The 2024 Tour’s “grand départ” is expected to be in Italy’s Tuscany region, with stages in Florence, Bologna, and Romagna before pushing west into Piedmont and a return to French roads in the opening week.

TuttoBici also reported that a stage would start in Emilia and end in Turin. The next day, Pinerolo would host a stage start before climbing the Alps to return to France.

Tour de France officials have yet to confirm the official departure city of the 2024 edition, but all indications point to Italy.

The event would pay homage to Italy’s great Tour riders, including Marco Pantani, Fausto Coppi, and Gino Bartali.

The venture into Italy would come in the same year that Paris will host the 2024 Olympic Games from July 26 to August 11.

There’s been speculation that the Tour and the Tour de France Femmes both might bypass Paris as the final stage in part to avoid security and logistical overlaps with the even more massive Olympic Games.

Italy has never hosted the high-profile “grand départ” event, though the Tour frequently dips into Italy.
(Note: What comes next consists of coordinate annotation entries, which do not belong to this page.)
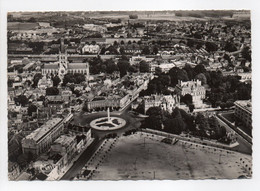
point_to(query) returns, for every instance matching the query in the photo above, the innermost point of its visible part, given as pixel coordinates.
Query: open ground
(142, 156)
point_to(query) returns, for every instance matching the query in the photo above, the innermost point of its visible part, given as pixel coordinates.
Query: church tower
(63, 60)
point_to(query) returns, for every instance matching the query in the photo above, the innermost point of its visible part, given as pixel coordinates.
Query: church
(62, 66)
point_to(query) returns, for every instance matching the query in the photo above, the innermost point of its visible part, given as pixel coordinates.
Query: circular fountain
(108, 123)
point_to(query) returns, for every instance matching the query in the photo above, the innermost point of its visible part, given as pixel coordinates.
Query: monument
(108, 123)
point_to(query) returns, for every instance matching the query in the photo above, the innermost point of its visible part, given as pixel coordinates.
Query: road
(244, 146)
(85, 156)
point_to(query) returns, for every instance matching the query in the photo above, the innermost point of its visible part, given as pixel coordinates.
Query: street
(244, 146)
(79, 164)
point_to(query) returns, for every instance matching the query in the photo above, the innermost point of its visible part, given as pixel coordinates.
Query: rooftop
(44, 129)
(77, 65)
(246, 104)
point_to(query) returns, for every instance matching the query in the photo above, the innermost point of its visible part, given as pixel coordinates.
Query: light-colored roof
(44, 129)
(64, 140)
(51, 66)
(77, 65)
(246, 104)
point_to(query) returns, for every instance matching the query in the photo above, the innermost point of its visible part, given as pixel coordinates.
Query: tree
(177, 74)
(111, 66)
(21, 99)
(199, 69)
(210, 46)
(123, 66)
(154, 111)
(246, 53)
(187, 99)
(52, 91)
(36, 79)
(144, 66)
(202, 78)
(32, 108)
(155, 50)
(230, 47)
(56, 80)
(75, 78)
(191, 107)
(146, 50)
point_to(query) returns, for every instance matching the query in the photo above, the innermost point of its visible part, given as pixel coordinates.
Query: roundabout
(107, 123)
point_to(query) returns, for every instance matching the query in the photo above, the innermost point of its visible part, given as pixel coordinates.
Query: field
(143, 156)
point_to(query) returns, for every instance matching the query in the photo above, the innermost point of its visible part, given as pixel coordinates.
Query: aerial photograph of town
(129, 95)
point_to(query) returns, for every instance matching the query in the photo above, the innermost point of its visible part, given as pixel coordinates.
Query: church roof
(51, 66)
(77, 65)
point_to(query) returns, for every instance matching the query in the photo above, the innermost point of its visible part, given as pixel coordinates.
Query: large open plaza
(143, 156)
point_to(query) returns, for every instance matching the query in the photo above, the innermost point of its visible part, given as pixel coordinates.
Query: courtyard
(143, 156)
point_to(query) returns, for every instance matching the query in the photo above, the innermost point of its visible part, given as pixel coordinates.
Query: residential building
(195, 89)
(91, 49)
(40, 139)
(165, 102)
(63, 67)
(243, 111)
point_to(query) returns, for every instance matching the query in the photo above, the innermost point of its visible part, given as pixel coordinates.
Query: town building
(13, 170)
(91, 49)
(63, 66)
(195, 89)
(243, 111)
(45, 82)
(41, 139)
(165, 102)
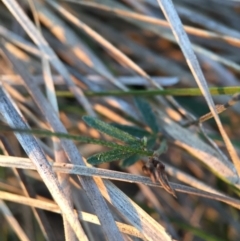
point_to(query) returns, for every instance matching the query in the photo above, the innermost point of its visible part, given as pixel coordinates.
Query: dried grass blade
(42, 44)
(199, 190)
(184, 43)
(35, 153)
(52, 207)
(13, 222)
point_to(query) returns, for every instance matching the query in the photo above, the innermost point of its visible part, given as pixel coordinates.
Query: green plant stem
(174, 92)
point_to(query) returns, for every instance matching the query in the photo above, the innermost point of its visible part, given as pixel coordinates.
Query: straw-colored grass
(62, 60)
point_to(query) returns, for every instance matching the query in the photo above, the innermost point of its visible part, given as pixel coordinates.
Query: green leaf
(132, 130)
(130, 160)
(112, 131)
(108, 156)
(147, 113)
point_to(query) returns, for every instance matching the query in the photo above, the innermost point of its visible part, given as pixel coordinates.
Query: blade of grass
(109, 156)
(228, 90)
(147, 114)
(184, 43)
(112, 131)
(104, 214)
(35, 153)
(43, 45)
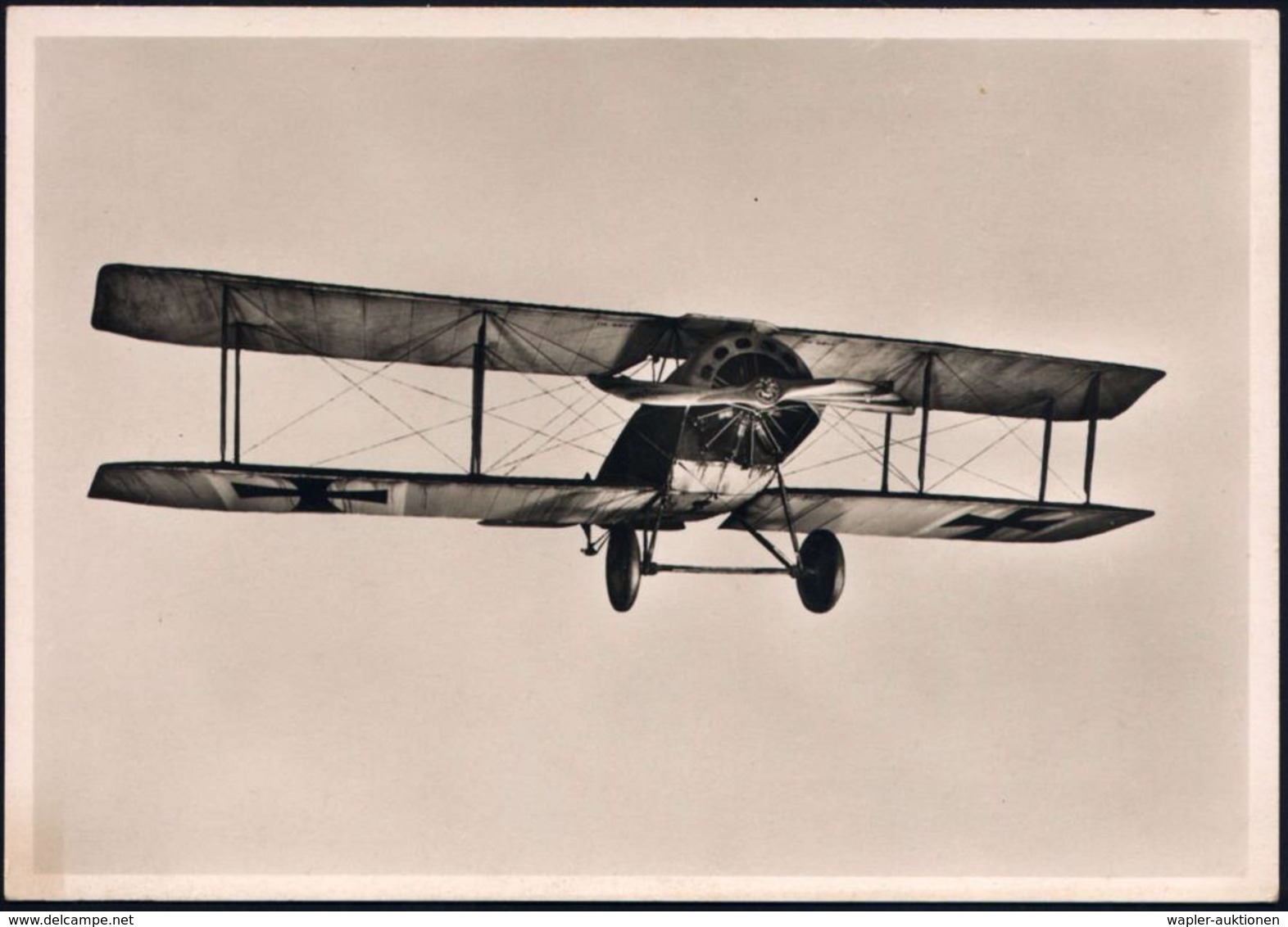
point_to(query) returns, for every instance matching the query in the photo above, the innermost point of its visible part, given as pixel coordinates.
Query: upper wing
(222, 487)
(956, 518)
(256, 313)
(975, 379)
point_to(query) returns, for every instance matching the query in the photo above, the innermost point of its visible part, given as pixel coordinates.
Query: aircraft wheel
(822, 574)
(623, 567)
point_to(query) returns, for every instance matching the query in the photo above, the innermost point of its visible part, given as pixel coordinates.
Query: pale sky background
(265, 694)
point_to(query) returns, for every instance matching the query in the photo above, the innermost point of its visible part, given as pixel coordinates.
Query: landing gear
(821, 572)
(623, 567)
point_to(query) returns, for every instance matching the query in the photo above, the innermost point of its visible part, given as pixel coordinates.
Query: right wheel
(623, 567)
(822, 574)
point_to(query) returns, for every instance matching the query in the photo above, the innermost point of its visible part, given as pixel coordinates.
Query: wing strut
(885, 456)
(925, 423)
(477, 409)
(229, 333)
(223, 378)
(238, 393)
(1092, 414)
(1046, 451)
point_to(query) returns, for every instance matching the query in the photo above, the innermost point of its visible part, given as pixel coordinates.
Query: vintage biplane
(707, 438)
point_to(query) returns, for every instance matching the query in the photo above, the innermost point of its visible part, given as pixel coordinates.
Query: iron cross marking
(313, 492)
(1020, 519)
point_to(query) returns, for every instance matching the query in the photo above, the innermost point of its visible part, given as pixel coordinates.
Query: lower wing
(956, 518)
(497, 500)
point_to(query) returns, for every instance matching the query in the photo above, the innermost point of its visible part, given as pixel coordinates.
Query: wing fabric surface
(977, 380)
(213, 310)
(220, 487)
(285, 317)
(956, 518)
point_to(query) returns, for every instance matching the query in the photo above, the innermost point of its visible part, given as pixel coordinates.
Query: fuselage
(711, 459)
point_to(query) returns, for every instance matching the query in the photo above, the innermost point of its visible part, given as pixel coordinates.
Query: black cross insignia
(1020, 519)
(313, 492)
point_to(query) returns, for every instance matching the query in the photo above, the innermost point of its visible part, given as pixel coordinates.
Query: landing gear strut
(819, 567)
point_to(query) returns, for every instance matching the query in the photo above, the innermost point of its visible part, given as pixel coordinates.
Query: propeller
(760, 393)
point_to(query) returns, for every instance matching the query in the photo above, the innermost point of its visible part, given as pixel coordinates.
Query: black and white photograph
(675, 454)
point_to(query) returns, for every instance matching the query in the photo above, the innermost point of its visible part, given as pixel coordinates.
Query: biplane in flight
(706, 441)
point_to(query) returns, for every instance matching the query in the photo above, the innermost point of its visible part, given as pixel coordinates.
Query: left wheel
(822, 574)
(623, 567)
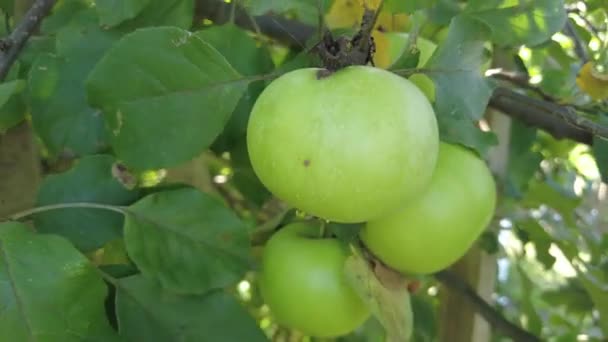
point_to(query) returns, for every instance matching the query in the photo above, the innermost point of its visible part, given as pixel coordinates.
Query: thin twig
(493, 317)
(536, 112)
(523, 81)
(33, 211)
(592, 28)
(560, 121)
(579, 46)
(17, 39)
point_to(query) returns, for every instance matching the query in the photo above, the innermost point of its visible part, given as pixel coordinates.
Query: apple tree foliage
(150, 220)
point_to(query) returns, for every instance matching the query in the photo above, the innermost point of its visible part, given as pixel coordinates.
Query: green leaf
(175, 13)
(148, 313)
(543, 193)
(523, 162)
(248, 58)
(425, 318)
(11, 112)
(90, 180)
(7, 6)
(541, 239)
(60, 113)
(239, 48)
(461, 88)
(66, 13)
(304, 10)
(514, 22)
(462, 130)
(462, 92)
(388, 301)
(187, 240)
(572, 296)
(48, 290)
(600, 151)
(114, 12)
(166, 94)
(9, 89)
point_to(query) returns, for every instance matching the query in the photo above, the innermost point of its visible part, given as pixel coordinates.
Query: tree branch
(484, 309)
(579, 46)
(289, 32)
(17, 39)
(559, 121)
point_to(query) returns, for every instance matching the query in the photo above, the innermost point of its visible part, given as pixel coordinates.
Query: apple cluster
(358, 146)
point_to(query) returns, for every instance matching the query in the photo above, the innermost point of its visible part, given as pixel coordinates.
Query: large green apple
(436, 229)
(398, 42)
(348, 147)
(304, 284)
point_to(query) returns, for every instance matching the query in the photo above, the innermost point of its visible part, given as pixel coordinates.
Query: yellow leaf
(590, 84)
(392, 22)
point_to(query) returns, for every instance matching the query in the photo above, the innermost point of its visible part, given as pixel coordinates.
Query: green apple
(303, 282)
(348, 147)
(434, 231)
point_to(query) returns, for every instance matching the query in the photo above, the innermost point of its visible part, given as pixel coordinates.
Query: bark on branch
(496, 320)
(560, 121)
(13, 44)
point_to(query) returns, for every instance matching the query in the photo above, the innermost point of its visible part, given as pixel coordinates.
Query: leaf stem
(33, 211)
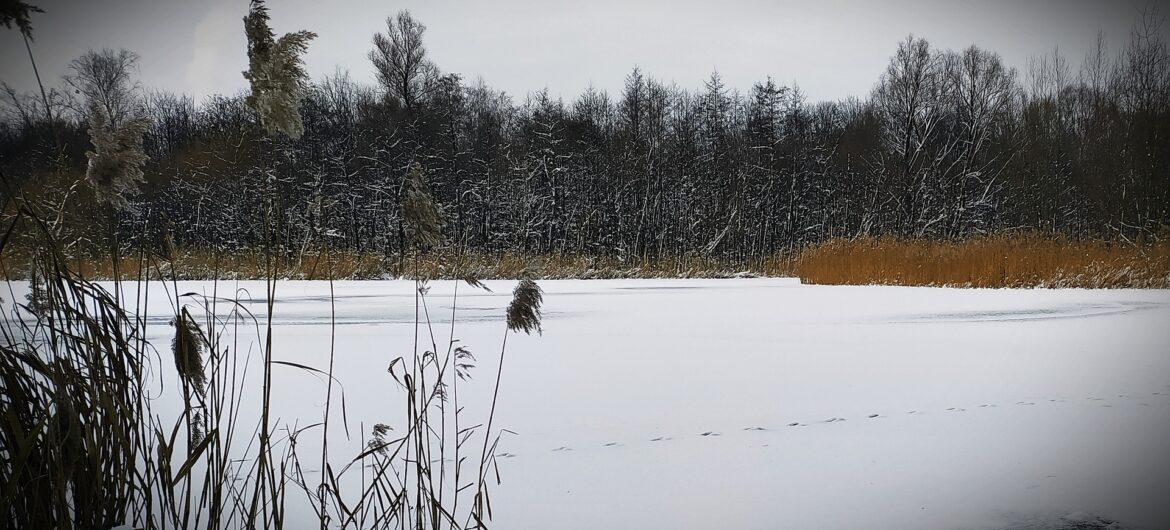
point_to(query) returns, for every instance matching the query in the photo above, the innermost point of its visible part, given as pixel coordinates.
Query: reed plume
(116, 162)
(524, 310)
(275, 73)
(420, 215)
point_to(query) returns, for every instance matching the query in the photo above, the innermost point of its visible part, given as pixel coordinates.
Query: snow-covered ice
(769, 404)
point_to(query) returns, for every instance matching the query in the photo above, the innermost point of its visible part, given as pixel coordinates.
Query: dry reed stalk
(1002, 261)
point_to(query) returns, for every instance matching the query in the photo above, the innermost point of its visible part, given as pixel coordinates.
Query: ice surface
(769, 404)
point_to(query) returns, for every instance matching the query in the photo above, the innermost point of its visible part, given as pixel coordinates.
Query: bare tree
(400, 60)
(103, 78)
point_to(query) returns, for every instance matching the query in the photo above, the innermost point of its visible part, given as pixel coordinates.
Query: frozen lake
(768, 404)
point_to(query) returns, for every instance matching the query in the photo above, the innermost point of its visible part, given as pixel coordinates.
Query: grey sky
(832, 49)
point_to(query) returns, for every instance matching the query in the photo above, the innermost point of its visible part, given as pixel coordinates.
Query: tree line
(948, 144)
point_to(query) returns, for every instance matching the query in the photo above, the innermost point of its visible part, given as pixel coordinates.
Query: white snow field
(764, 404)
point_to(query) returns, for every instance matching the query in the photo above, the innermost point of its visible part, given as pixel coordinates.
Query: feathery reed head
(188, 351)
(420, 215)
(116, 162)
(524, 310)
(275, 73)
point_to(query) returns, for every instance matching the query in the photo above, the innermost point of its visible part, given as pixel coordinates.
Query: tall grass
(999, 261)
(83, 442)
(442, 263)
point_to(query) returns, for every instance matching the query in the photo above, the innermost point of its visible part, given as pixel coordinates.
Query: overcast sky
(832, 49)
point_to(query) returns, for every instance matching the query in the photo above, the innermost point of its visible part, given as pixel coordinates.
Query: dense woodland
(948, 144)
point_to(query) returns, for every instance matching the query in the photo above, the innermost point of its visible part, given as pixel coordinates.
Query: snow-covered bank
(769, 404)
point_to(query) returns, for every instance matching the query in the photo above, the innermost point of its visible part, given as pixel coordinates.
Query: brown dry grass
(1012, 261)
(998, 261)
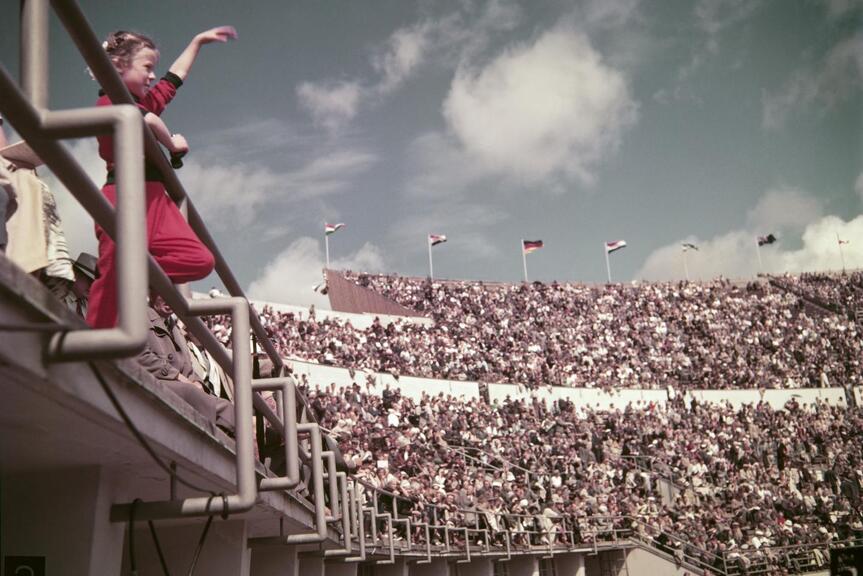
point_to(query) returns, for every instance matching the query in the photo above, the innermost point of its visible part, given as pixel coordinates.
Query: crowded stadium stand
(420, 428)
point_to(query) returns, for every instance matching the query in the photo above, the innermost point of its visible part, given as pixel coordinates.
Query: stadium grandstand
(419, 427)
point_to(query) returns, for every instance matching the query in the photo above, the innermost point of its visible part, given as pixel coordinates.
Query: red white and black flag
(435, 239)
(531, 245)
(614, 246)
(765, 240)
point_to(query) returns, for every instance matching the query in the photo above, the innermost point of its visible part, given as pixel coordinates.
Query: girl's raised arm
(184, 61)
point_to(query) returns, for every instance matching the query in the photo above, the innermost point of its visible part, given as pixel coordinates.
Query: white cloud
(735, 254)
(405, 50)
(291, 276)
(712, 19)
(784, 209)
(540, 110)
(714, 16)
(228, 194)
(439, 167)
(235, 194)
(331, 104)
(606, 14)
(834, 79)
(461, 33)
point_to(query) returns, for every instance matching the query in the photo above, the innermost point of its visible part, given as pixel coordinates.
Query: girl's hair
(122, 45)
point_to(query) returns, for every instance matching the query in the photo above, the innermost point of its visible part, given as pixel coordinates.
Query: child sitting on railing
(169, 238)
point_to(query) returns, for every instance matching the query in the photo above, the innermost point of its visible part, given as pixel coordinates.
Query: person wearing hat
(8, 196)
(168, 359)
(32, 233)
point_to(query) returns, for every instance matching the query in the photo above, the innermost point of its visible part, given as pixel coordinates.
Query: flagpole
(431, 266)
(758, 250)
(685, 267)
(607, 263)
(841, 253)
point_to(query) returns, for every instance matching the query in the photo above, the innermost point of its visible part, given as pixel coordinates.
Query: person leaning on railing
(170, 240)
(168, 359)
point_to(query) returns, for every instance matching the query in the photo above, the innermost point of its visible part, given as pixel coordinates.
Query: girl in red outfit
(170, 240)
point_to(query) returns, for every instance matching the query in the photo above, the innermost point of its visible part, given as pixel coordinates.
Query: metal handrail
(42, 128)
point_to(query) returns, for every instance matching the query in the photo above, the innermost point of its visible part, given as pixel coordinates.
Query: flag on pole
(764, 240)
(614, 246)
(331, 228)
(531, 245)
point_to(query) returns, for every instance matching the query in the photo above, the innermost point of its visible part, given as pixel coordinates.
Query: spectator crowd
(747, 483)
(713, 335)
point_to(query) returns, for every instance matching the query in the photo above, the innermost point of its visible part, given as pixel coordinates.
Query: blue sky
(706, 121)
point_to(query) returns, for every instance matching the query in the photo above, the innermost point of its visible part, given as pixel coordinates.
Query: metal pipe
(34, 51)
(389, 520)
(357, 512)
(286, 387)
(247, 492)
(130, 336)
(332, 477)
(346, 550)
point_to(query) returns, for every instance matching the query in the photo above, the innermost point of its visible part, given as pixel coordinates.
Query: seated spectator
(168, 359)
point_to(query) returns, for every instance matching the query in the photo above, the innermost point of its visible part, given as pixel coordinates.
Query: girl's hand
(218, 34)
(179, 145)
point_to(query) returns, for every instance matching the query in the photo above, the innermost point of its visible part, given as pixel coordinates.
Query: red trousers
(169, 239)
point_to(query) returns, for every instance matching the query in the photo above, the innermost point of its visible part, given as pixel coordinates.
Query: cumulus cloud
(331, 104)
(735, 254)
(714, 16)
(233, 194)
(291, 276)
(405, 50)
(784, 209)
(453, 37)
(548, 108)
(821, 87)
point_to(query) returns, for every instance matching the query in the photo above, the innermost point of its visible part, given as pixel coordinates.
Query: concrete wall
(523, 566)
(321, 376)
(776, 398)
(360, 321)
(438, 567)
(275, 561)
(225, 552)
(478, 567)
(63, 517)
(569, 565)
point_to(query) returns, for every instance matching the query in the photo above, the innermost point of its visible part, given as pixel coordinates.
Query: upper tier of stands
(712, 335)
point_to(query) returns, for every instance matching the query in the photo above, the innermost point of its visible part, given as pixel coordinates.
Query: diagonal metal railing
(25, 107)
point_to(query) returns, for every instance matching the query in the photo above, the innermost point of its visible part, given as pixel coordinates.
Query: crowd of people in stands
(715, 335)
(839, 293)
(741, 484)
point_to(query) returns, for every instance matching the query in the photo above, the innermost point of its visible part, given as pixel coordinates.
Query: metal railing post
(34, 51)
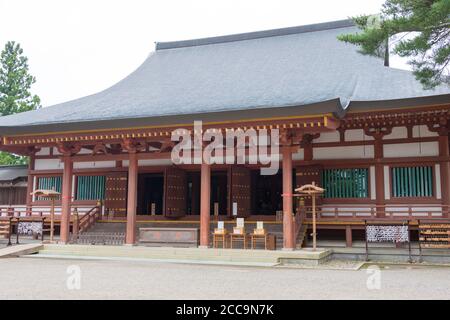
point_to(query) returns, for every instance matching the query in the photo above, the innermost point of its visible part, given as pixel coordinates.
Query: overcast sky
(79, 47)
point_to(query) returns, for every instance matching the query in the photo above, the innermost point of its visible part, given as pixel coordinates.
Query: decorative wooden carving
(133, 145)
(68, 148)
(378, 132)
(99, 148)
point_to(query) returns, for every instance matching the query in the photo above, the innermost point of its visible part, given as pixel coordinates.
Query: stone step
(188, 254)
(172, 256)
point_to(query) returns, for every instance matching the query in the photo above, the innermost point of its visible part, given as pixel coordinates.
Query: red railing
(83, 223)
(37, 210)
(373, 212)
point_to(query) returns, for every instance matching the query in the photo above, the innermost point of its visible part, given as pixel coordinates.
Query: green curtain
(345, 183)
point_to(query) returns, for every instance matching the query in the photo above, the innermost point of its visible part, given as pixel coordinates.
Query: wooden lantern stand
(311, 190)
(52, 195)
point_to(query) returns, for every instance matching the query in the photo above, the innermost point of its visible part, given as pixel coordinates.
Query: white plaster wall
(43, 152)
(438, 186)
(422, 131)
(150, 162)
(93, 165)
(373, 191)
(356, 135)
(300, 155)
(397, 133)
(415, 149)
(85, 151)
(349, 152)
(328, 137)
(48, 164)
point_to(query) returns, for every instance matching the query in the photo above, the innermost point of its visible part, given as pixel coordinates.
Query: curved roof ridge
(255, 35)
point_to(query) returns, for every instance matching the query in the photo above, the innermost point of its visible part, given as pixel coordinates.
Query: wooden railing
(37, 210)
(83, 223)
(374, 212)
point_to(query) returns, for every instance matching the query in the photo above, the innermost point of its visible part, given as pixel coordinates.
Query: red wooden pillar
(205, 194)
(445, 171)
(348, 236)
(288, 225)
(66, 199)
(30, 186)
(132, 198)
(379, 176)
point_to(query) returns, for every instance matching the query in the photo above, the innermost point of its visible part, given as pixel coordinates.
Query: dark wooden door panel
(116, 193)
(240, 190)
(175, 191)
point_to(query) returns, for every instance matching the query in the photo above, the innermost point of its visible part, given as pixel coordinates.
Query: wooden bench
(5, 228)
(40, 220)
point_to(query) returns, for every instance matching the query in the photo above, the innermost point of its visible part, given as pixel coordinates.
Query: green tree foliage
(416, 29)
(15, 95)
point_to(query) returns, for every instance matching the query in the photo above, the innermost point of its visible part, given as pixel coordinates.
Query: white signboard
(387, 233)
(30, 228)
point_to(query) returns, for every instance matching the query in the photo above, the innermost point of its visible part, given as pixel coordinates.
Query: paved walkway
(24, 278)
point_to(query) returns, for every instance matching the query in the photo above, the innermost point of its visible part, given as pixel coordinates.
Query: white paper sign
(259, 225)
(387, 233)
(234, 208)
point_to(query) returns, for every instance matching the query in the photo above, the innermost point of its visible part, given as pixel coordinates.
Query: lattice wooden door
(116, 194)
(175, 192)
(240, 195)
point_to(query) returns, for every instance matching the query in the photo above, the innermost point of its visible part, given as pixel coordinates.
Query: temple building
(370, 135)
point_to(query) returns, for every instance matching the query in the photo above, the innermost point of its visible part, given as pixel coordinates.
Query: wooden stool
(237, 237)
(258, 237)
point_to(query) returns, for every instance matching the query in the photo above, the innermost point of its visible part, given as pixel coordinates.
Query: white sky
(79, 47)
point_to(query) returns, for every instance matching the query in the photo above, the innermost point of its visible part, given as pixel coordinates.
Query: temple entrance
(219, 193)
(150, 194)
(266, 193)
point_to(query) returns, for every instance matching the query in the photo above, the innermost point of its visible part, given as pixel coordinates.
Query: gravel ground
(25, 278)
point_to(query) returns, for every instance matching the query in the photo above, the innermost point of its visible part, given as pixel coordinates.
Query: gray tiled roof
(277, 68)
(11, 173)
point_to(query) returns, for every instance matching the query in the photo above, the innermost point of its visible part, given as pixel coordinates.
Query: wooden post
(314, 222)
(66, 199)
(30, 186)
(52, 220)
(445, 172)
(288, 225)
(76, 222)
(205, 194)
(132, 198)
(348, 236)
(379, 176)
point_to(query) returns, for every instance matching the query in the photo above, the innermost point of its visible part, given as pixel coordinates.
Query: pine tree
(424, 26)
(15, 85)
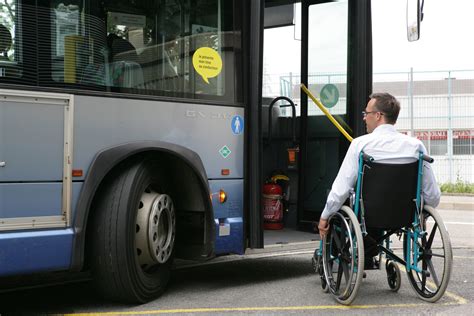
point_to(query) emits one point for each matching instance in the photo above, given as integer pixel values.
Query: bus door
(339, 75)
(35, 159)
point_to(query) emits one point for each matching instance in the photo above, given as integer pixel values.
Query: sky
(446, 41)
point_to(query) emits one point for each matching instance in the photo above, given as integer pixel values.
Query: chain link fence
(437, 107)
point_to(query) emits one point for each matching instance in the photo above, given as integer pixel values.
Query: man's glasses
(364, 113)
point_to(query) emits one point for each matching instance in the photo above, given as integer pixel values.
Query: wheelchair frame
(416, 247)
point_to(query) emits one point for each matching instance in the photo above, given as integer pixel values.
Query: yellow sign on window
(207, 62)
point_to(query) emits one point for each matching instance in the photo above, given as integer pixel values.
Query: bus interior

The Tour has started on foreign roads on 24 occasions, with the first in 1954 in Amsterdam and the latest this summer in the wildly successful departure in Copenhagen.

The foreign starts have increased in frequency over the past few decades as the event produces high fees for Tour owners ASO as well as promotes the Tour brand to a wider audience.

The 2023 Tour is slated to start in Spain’s Basque Country, with three stages on Basque roads before returning to France.

The Tour is not quite as ambitious as the Giro d’Italia in taking its race to far-flung locations, and efforts to bring the Tour to such places as the United States, Canada, or the Caribbean have stalled due to distance, logistical, and travel complications.